Thursday, 20 March 2008

Do, do, do!


Tricia from bits & bobbins wrote about the Dos and the Don'ts of style. I posted a comment on her blog but figured that since the topic is very hairy indeed, I would write about it in detail. So here it goes:

We all know the usual suspects: Don't wear black and navy together. Match your bag with your shoes. Make sure to balance off a voluminous top with a skinny bottom. The list is endless. Then there are the ones based on current trends: Only wear wide-legged jeans this summer. Flowers and stars are the thing for this season, leave other patterns unless you want to look unfashionable. Tricia asked who these types of rules are for. Who needs them? Why are people afraid of sporting an individual style?

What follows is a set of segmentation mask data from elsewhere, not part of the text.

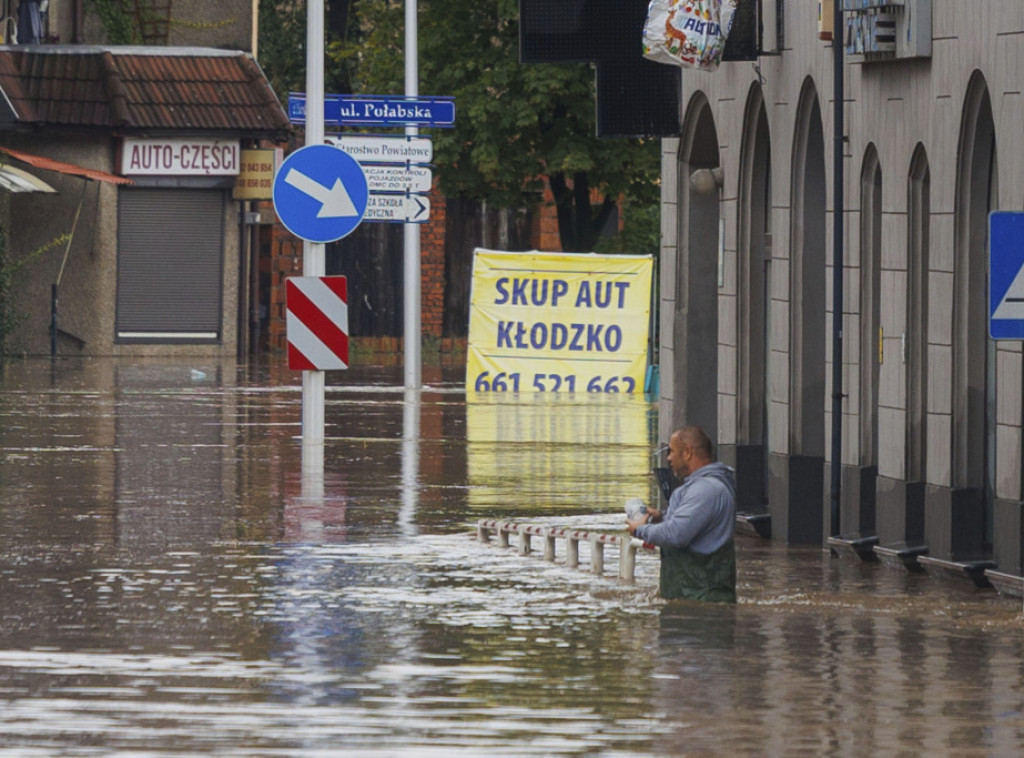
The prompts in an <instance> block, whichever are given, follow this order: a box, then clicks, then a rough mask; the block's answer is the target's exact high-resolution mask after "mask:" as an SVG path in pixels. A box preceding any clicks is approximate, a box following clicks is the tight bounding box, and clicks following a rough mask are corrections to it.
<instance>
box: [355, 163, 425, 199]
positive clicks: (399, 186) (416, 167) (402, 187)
mask: <svg viewBox="0 0 1024 758" xmlns="http://www.w3.org/2000/svg"><path fill="white" fill-rule="evenodd" d="M361 165H362V173H365V174H366V175H367V183H368V184H369V185H370V192H371V193H402V194H404V193H429V192H430V183H431V180H432V179H433V174H432V173H431V172H430V169H429V168H427V167H426V166H402V165H401V164H397V163H394V164H388V165H386V166H375V165H373V164H366V163H364V164H361Z"/></svg>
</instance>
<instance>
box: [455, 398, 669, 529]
mask: <svg viewBox="0 0 1024 758" xmlns="http://www.w3.org/2000/svg"><path fill="white" fill-rule="evenodd" d="M656 428H657V406H656V404H655V403H652V402H649V401H647V399H646V398H645V397H644V395H642V394H639V393H637V394H632V395H624V394H617V395H611V394H605V393H603V392H602V393H586V392H585V393H582V394H580V393H578V394H575V395H566V394H563V393H558V394H555V393H551V392H546V393H543V394H542V393H541V392H530V393H520V394H510V393H508V392H505V393H496V392H474V393H471V396H470V397H468V398H467V404H466V439H467V446H466V462H467V469H468V475H469V492H468V495H467V498H468V500H467V502H468V504H469V506H470V507H471V508H472V509H473V510H474V511H475V512H476V513H477V514H479V515H481V516H483V515H484V514H486V515H487V516H488V517H492V518H500V517H505V516H507V515H515V516H519V517H521V516H539V515H555V514H557V515H559V516H565V515H574V514H583V513H611V512H615V513H621V512H622V508H623V504H624V503H625V502H626V499H627V498H635V497H639V498H644V499H645V500H646V501H647V502H649V503H655V502H657V501H656V495H657V494H656V493H655V492H653V491H652V489H651V487H652V477H651V476H650V469H651V466H652V465H653V459H652V458H651V455H650V450H651V447H652V445H653V439H654V436H653V433H654V430H656ZM583 450H586V453H585V454H584V453H582V452H581V451H583ZM595 472H600V475H595ZM510 492H513V493H515V497H514V498H512V499H510V498H509V493H510Z"/></svg>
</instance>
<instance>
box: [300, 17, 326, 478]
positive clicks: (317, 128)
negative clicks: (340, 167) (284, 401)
mask: <svg viewBox="0 0 1024 758" xmlns="http://www.w3.org/2000/svg"><path fill="white" fill-rule="evenodd" d="M323 143H324V0H308V2H307V3H306V144H307V145H312V144H323ZM302 272H303V275H304V276H306V277H323V276H325V273H326V272H327V265H326V253H325V249H324V244H323V243H314V242H309V241H304V242H303V243H302ZM302 473H303V475H304V476H306V475H309V474H313V475H321V476H322V475H323V473H324V372H323V371H303V372H302Z"/></svg>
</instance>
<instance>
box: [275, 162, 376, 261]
mask: <svg viewBox="0 0 1024 758" xmlns="http://www.w3.org/2000/svg"><path fill="white" fill-rule="evenodd" d="M369 197H370V193H369V189H368V188H367V177H366V175H365V174H364V173H362V167H361V166H359V164H358V163H357V162H356V160H355V159H354V158H352V157H351V156H350V155H348V154H347V153H345V152H344V151H342V150H339V149H338V148H335V146H333V145H330V144H308V145H306V146H305V148H300V149H299V150H297V151H295V152H294V153H292V155H290V156H289V157H288V158H286V159H285V161H284V163H282V164H281V168H280V169H279V170H278V175H276V176H275V177H274V179H273V207H274V210H276V212H278V217H279V218H280V219H281V222H282V223H283V224H285V226H286V228H288V230H289V231H291V233H292V234H293V235H295V236H296V237H298V238H300V239H302V240H308V241H309V242H318V243H327V242H334V241H335V240H340V239H341V238H343V237H345V236H346V235H348V234H350V233H351V231H352V230H353V229H354V228H355V227H356V226H358V225H359V222H360V221H361V220H362V215H364V214H365V213H366V212H367V201H368V199H369Z"/></svg>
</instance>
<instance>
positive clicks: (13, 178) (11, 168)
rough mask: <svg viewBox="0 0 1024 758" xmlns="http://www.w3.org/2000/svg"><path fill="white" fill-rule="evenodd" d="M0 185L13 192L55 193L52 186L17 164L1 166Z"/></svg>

At first I thought that it is just about people being scared. No one wants to look stupid, and if you have someone telling you that you will be looking stupid in x, you will probably want to wear y. Women have to deal with a lot of mostly media-related pressure when it comes to the way they look and the way they are. If you are not rich, skinny, intelligent, talented and whatever else, you are not worth much. Of course you get fearful. To combat the fear, you better be what is being expected of you. After giving this theory more thought, I figured that the whole thing runs way deeper than that. It is a 1984-type of scenario.

The capitalist system is based on profit. If the system makes enough profit, it will be able to maintain itself. In order to make profit, one has to keep the costs down and make sure that people spend money. How do you make people spend money? Well, you do that by making people think that their self-worth depends on it. When it comes to fashion and style, the key is to spend money because you can. L'Oreal says it best: buy our shampoo because you're worth it. Don't buy it because of us, buy it because of you. So far, it's brain washing. But I have a feeling it is even worse.

What if there is a superduper global tycoon out there, who has decided that he needs to sell more cotton this year? The price of cotton is up, now would be a good time to make money. In come wide-legged jeans. Super flares. More flare, more fabric, more cotton being sold. Add a bunch of fashion magazines and other forms of media that also depend on how much people consume, and there you have it. A big conspiracy to make us buy flares simply because our worth is supposedly dependent on it!

This is scary stuff. To protest, I decided to go against the grain and mix red with green. That is probably worse than black and navy. (And for the record, I always mix black and navy!)






4 comments:

Ranna said...

Fortunaly there's no such tycoon, who could define what is and isn't stylish or fashionable.
To sell things, you need to win over the masses and that truly isn't an easy task no matter how much money you spend on advertising.

Great post, by the way.
I always mix navy and black as well. Oh, and I love to combine red and purple even though I've read that's the last thing you shoud do. Not to mention mixing black with brown.

Those petty little "style rules" are horrible. Fashion designers don't obey them and neither should anyone else. I guess they are ment for people, who like to look stylish but don't want to stand out or put that much effort into dressing themselves up.

(By the way - I'm totally enchanted by your blog. It's so nice to find stylish finns from the fashion blogosphere!)

The Waves said...

ranna, thanks for your comment! You are right, I think a lot of people are not interested in standing out, which is kind of ironic in these Western societies that talk about individuality and freedom to express yourself..!

Vasiliisa said...

I'm catching up with my blogs, hence all comments in a row...

I think some people certainly aren't interested in expressing themselves this way, via their clothes. They just aren't so inclined. For them, I think "you can wear whatever you wish, use your creativity" can be just as bad advice as offering dos and don'ts. Neither is very helpful, and both convey the idea that you must dress to impress. I certainly wish those people could just wear something that keeps them warm and live happily, expressing themselves in ways they're talented in. But that's not how things are. Instead, even people who have hidden creativity in this area are taught never to use it. Oh well!

The Waves said...

Vasiliisa: that is a good point. There are a lot of people who just aren't into all this stuff, and it must be tough for them to try and cope in an environment where the fashion police, the people you work with, whoever, sees you as a target. Wow, I have never thought how difficult it would be to figure out what types of clothes to buy if I was only concerned with being warm and comfortable..! Can't be easy trudging your way through an endless jungle of images, styles, trends and expressions which mean nothing to you!